Tuesday, 11 November 2008

Remembrance Day - and what churches are for

I preached on Sunday - Remembrance Sunday - but the words don't get any easier, and I didn't script what I said. So no links for a sermon.

Today, Tuesday 11th November, is of course the actual date of Remembrance Day - and the 90th anniversary of the ending of the First World War. But in the Church's Calendar, we remember also that it's the Feast of St. Martin of Tours. Perhaps we don't make enough of the conjunction of this feast day and our remembrance of the victoms of war. Famously St. Martin was first a soldier of the Roman army before his Christian faith led him to a different vocation. The Church of England's Collect for the Day reminds us of this:

God all powerful,
who called Martin from the armies of this world
to be a faithful soldier of Christ:
give us grace to follow him
in his love and compassion for the needy,
and enable your Church to claim for all people
their inheritance as children of God;
through Jesus Christ your Son our Lord,
who is alive and reigns with you,
in the unity of the Holy Spirit,
one God, now and for ever.

Though we could perhaps do with some reminder of his growth in holiness, his life as a hermit and monk before his call to be a bishop, and the magnetism with which he drew people to join him in his way of life and as a follower of Christ...

I first visited the Basilica of St. Martin in Tours over 20 years ago, and I hadn't remembered it as much more than a rather dark and dim place. But I went back last year (and again this year!), and the place seems transformed from what I'd remembered. The huge church is itself a wonderful place of prayer with a Community of Benedictine Sisters to assist in welcoming visitors. Clear signage and displays are a help - but most it's the fact that you can't miss it as a place of prayer. When I visited this year, there was exposition of the Blessed Sacrament in the main church. And the shrine below is a place of stillness and deep prayer.

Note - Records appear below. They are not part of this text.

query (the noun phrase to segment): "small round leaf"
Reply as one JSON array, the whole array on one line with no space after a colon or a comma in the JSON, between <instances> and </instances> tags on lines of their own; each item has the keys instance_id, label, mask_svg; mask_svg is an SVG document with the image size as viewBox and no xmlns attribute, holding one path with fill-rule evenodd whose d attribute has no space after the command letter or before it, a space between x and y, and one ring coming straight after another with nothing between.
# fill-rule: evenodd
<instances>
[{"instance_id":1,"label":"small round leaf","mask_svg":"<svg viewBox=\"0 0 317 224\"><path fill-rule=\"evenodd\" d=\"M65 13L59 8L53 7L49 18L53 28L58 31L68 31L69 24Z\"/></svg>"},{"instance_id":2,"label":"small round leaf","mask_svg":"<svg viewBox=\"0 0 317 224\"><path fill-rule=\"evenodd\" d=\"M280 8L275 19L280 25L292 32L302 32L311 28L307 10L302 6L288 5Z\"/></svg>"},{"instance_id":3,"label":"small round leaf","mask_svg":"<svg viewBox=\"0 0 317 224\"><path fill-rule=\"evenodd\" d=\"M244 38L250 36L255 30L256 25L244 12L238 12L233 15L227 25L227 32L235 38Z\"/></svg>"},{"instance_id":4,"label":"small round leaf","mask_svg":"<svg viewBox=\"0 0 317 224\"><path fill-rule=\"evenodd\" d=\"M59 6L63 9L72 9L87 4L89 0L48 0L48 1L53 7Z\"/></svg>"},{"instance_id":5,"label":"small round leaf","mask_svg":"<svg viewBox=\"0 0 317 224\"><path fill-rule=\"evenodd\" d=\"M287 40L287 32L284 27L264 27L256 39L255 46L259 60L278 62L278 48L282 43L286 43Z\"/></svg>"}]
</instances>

And what else are churches for? Actually Ruth Gledhill, in the Sunday Times and on her blog, has carried a story about Sir Anthony Caro's work in creating Le Choeur de Lumière (Chapel of Light) in the Church of Saint-Jean-Baptiste, Bourbourg, near Dunkirk, France. It's worth taking a look at the pictures of what he has achieved. His work is part of the restoration of a church which was destroyed in the Second World War, when a British pilot, realising that he was going down, took the decision that to avoid civilian casualties in a built-up area he should crash his plane into the roof of the church and so to avoid the surrounding houses. So there's a story of heroism and a continuing memorial to his deed, to the bravery of so many and to the sanctity of life.